Making HTTP faster

During the last decade, a growing number of services have been supported by world wide web servers. The web protocols are not only used to deliver static documents, they are also used to deliver streaming music or video. They also enable clients to use interactive applications including games or productivity applications. These services and applications have more stringent performance requirements than the delivery of static documents. Many researchers and companies have proposed solutions to improve the performance of web services and protocols during the last decade [KR2001] [WBK2014]. We discuss a subset of them in this section.
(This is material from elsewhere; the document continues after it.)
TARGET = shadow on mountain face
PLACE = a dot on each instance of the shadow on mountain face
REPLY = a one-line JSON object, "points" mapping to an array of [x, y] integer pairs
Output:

A first way to improve the performance of the web protocols is to tune the servers that provide content. In the early days, documents were stored on a single server. Clients established TCP connections to this server to retrieve each document. This architecture evolved in several directions. A first way to speedup web services is to avoid unnecessary transmissions. Thanks to the HEAD method and the If-Modified-Since: header, web browsers can verify that they have the most recent version of a document in their cache.

../_images/www-proxy.png

Proxies relay client requests to servers and return the received responses

Caches can also be used inside the network. To understand their benefits, let us consider an SME with a dozen of employees that are connected to the Internet through a low-speed link. These employees often access similar web sites. Consider that Alice and Bob want to browse today’s local newspaper. Their browsers will both retrieve the newspaper’s website through the low bandwidth link and store the main documents in their cache. Unfortunately, the same information passes twice over the low-speed link. Some companies have deployed web proxies to cope with this problem. A web proxy is a server that resides in the enterprise network. All the employee’s browsers are configured to send their HTTP requests to this proxy. When such a proxy receives a request, it checks whether the content is already stored inside its own cache. If so, it returns it directly. Otherwise, the request is sent to the remote server and the information is stored in the proxy cache. By reducing the number of web objects that are exchanged over low-speed links, such proxies can significantly improve performance. Some companies also use them to control the websites that are contacted by their employees and sometimes block illegitimate accesses.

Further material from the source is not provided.